De Jonghe et al.24 assessed survival through the Kaplan-Meier curve for subjects with and without ICUAW. It is important to say that the author included patients requiring IMV ≥ 7 days and considered the first day to be the day they woke up satisfactorily, unlike this study which admitted patients requiring IMV > 72 hours and considered the zero day the moment when the IMV was placed.

Limitations
The international literature reports various risk factors for developing ICUAW, some of which were not included in this study, given that they weren’t recorded in the data collection sheet, for example: hyperglycemia7,10,17, immobilization17, use of glucocorticosteroids7, 16 and neuromuscular blocking agents7, 19.
The main study variable was analyzed in a dichotomous way, making it impossible to obtain the mean value of the MRC Sum-Score.

Conclusion

This study allowed us to know the epidemiological characteristics and incidence of ICUAW in adult patients requiring IMV for more than 72 hours at the ICU of the Hospital General de Agudos Parmenio T. Piñero.
The multivariate analysis showed that the female gender, days of IMV and delirium behaved as independent risk factors for developing ICUAW. Prospective studies are required to analyze this population of patients admitted to the ICUs of Argentina.

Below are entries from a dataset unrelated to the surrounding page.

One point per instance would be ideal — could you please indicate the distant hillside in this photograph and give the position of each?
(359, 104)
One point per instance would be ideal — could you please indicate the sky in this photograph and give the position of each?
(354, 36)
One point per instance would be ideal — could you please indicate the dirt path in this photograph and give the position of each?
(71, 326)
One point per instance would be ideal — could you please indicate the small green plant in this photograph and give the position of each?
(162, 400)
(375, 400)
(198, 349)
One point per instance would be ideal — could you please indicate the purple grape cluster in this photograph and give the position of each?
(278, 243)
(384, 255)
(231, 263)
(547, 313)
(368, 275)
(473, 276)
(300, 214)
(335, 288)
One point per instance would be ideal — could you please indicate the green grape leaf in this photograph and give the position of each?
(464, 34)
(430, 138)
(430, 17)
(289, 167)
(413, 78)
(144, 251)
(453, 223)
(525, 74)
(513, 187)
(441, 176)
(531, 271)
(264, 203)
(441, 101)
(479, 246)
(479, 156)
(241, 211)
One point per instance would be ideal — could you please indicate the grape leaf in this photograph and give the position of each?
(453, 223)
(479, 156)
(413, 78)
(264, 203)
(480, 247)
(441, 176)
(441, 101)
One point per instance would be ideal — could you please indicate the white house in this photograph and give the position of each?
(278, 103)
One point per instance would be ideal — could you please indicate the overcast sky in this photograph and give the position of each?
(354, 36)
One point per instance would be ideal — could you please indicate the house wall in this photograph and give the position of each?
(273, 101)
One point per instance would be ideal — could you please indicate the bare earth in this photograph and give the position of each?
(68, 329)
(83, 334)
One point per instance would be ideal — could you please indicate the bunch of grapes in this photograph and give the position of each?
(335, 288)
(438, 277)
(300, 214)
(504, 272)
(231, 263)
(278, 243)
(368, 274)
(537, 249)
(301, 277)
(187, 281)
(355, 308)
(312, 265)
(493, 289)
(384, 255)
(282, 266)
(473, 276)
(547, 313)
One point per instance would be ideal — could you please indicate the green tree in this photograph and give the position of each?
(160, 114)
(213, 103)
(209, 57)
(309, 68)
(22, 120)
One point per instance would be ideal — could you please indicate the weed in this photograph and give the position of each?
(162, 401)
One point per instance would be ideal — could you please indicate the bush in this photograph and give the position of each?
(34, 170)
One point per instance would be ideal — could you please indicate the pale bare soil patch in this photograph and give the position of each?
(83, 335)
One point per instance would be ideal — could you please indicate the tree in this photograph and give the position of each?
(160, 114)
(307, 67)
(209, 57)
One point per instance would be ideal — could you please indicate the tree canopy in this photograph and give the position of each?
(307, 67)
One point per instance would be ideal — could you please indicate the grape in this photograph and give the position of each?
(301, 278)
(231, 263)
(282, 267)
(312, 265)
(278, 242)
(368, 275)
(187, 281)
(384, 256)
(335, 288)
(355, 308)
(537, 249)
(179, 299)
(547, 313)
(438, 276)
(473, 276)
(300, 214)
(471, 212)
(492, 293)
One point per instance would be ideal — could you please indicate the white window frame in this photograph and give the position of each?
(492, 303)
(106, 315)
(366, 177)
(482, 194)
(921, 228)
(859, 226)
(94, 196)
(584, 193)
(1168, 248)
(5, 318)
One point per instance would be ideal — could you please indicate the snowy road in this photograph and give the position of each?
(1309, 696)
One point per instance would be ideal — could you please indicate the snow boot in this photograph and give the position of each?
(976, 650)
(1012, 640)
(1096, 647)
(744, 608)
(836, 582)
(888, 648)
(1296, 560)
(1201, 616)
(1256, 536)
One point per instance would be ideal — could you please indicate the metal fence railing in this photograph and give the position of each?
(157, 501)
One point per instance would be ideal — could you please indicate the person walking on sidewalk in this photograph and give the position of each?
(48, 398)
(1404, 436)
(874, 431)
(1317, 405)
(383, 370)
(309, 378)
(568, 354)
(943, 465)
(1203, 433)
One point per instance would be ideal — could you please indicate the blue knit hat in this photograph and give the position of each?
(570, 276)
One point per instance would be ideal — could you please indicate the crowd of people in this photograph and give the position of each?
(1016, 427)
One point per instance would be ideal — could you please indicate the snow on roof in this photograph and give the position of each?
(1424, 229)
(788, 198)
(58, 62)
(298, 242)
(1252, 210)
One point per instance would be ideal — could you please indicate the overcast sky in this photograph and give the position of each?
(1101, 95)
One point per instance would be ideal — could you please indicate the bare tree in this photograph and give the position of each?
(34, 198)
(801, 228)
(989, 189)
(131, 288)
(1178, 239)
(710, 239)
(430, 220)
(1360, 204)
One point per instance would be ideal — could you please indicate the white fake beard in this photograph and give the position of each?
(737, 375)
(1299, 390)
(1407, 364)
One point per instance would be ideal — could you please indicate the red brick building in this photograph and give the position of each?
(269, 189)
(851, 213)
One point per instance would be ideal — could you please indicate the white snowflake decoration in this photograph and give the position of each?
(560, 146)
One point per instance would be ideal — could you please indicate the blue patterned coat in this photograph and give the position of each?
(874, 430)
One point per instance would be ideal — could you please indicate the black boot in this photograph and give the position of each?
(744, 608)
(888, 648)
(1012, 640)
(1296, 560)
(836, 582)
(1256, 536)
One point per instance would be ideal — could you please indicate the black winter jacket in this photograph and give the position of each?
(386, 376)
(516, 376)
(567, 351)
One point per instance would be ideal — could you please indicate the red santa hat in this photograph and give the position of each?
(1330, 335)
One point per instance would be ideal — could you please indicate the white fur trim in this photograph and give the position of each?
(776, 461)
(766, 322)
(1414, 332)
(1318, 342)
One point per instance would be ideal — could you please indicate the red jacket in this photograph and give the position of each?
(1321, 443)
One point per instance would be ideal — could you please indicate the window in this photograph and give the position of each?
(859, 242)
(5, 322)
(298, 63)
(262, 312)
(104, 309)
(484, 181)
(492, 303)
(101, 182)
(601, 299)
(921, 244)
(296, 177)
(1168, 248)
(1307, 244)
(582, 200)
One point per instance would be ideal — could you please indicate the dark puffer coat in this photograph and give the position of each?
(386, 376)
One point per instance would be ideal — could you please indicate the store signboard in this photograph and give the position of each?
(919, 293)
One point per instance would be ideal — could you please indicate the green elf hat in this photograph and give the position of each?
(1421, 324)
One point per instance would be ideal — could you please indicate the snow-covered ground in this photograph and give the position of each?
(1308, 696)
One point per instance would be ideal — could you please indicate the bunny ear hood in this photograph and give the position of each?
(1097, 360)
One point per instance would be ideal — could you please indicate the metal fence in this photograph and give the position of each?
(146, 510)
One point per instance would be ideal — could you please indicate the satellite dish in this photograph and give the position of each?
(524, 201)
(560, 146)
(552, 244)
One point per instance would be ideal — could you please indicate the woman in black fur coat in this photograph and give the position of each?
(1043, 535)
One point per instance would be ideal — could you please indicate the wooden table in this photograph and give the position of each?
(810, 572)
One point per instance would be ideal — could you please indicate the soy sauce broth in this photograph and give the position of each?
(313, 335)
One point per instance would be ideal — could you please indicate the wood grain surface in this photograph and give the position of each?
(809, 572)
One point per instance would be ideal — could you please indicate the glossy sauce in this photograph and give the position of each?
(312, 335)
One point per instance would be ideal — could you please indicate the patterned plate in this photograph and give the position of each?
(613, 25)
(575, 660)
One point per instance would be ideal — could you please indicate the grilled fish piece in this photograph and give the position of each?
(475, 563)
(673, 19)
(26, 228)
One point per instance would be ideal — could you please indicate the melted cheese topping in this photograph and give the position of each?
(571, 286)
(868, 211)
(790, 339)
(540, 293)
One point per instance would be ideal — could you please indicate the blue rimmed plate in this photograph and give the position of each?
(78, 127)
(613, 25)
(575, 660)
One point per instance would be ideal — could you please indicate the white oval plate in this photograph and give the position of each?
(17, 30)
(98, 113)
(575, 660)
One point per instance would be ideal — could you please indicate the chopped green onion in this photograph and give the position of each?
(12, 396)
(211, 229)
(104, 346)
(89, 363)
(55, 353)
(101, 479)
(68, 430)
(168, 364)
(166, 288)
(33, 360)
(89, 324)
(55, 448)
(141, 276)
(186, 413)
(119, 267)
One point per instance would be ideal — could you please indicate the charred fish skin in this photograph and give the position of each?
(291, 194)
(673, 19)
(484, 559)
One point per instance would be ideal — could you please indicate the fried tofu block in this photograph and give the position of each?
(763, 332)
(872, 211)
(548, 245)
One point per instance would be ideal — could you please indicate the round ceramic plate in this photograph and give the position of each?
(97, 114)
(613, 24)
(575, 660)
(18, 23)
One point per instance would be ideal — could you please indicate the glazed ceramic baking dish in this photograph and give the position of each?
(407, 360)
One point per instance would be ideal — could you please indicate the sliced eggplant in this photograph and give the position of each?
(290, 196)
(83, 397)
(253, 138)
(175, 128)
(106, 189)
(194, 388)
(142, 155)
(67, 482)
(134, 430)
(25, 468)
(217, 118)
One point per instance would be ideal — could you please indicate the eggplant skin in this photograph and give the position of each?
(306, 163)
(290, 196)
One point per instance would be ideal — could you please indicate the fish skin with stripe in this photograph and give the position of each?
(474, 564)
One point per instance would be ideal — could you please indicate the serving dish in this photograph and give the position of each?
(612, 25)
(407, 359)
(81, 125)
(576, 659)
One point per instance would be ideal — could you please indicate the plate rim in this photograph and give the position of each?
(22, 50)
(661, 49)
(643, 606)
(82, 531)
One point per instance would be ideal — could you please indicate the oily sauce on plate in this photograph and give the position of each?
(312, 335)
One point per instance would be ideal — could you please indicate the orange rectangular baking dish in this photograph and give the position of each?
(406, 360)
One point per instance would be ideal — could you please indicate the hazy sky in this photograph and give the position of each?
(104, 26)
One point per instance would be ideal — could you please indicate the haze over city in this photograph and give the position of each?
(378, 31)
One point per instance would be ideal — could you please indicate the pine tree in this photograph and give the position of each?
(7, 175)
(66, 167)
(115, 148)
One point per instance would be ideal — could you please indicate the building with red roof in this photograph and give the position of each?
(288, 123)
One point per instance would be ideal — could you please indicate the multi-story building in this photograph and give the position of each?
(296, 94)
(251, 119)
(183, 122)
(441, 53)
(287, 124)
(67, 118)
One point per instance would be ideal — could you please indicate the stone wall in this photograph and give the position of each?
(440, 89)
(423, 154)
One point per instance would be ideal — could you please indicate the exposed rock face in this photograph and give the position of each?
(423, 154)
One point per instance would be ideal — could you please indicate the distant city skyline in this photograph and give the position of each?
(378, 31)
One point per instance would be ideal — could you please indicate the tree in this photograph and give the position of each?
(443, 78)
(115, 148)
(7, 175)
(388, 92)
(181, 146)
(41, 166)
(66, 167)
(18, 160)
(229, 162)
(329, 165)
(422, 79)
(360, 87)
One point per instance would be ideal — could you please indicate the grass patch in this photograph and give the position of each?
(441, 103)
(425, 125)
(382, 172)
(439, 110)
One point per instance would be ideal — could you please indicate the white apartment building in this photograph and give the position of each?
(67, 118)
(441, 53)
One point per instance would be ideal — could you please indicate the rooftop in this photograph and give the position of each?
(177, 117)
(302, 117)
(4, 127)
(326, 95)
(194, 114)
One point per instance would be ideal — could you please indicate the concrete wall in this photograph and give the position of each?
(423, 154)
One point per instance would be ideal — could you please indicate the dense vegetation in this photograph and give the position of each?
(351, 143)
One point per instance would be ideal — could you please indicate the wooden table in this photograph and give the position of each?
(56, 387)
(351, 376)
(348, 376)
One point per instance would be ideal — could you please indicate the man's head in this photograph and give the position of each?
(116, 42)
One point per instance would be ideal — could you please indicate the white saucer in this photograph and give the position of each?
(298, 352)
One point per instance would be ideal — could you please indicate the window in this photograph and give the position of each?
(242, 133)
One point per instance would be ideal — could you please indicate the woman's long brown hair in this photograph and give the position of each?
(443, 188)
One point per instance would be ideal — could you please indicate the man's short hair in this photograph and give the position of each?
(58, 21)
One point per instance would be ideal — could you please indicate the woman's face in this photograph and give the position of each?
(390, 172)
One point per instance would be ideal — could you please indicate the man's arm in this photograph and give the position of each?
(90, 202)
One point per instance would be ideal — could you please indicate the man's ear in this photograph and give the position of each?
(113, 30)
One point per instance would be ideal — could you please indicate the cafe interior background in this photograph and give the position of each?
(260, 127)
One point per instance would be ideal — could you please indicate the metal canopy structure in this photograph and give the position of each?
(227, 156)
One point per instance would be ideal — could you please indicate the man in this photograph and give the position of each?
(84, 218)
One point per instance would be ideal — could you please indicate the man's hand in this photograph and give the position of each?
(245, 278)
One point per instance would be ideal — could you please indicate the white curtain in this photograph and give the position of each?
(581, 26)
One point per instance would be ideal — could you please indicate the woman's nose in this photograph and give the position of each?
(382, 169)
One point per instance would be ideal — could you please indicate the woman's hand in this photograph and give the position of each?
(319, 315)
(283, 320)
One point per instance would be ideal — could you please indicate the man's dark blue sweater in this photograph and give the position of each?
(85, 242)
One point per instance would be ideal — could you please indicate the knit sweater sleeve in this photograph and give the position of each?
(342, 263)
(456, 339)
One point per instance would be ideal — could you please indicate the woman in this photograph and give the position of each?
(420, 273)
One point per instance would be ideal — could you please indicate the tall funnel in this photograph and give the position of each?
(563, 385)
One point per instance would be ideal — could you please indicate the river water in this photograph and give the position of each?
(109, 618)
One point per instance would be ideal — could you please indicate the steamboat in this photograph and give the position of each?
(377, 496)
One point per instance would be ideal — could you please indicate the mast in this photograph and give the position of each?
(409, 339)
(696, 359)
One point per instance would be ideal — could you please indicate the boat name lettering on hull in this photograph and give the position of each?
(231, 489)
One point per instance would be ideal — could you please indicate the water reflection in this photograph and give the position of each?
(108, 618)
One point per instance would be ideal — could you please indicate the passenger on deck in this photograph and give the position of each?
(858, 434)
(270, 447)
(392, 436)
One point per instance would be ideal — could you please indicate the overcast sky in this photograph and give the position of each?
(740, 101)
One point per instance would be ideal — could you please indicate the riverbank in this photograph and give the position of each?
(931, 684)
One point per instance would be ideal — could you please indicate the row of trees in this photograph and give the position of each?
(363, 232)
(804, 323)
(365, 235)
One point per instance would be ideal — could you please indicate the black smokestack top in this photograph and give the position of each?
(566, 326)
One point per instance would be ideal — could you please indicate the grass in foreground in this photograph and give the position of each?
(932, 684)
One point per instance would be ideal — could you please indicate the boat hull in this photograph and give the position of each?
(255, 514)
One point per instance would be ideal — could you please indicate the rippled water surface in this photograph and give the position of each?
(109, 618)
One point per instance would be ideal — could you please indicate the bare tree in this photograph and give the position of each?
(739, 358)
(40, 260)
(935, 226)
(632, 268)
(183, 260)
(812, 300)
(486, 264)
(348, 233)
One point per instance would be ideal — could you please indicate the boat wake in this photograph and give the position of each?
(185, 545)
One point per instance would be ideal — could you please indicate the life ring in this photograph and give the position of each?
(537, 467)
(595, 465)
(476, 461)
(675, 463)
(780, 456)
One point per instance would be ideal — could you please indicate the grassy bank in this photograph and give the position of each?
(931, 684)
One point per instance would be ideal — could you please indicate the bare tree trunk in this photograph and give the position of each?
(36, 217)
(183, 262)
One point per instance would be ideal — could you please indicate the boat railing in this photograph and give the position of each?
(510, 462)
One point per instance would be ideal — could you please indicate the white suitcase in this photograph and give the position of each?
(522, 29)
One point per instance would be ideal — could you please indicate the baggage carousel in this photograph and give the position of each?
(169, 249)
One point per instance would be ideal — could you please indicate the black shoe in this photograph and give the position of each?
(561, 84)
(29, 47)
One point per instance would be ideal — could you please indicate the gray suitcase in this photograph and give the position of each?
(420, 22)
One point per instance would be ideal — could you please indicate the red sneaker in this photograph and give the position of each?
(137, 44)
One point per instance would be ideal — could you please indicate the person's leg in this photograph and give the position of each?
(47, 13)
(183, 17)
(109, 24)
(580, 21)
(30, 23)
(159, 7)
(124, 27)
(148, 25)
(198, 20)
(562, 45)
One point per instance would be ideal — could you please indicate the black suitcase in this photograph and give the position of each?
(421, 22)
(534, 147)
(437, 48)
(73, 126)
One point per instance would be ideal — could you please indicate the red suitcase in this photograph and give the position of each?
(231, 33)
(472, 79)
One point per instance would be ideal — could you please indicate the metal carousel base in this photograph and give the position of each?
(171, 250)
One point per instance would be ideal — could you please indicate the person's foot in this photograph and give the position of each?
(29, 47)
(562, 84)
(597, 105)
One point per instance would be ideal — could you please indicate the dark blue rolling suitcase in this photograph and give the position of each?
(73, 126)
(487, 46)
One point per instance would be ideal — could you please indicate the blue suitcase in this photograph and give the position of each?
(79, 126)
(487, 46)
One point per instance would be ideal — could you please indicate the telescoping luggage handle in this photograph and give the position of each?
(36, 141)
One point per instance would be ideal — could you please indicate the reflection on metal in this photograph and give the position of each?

Conflict of Interest and Funding

- None of the previously mentioned authors received grants, equipment, drugs and/or any other support contributing to the research or writing of the original text. We do not have any conflict of interest.

Acknowledgement

– Intensive Care Unit and Physiatry Service of the Hospital General de Agudos Parmenio T Piñero.
– Statistical and methodological advisor: Sacha A Virgilio.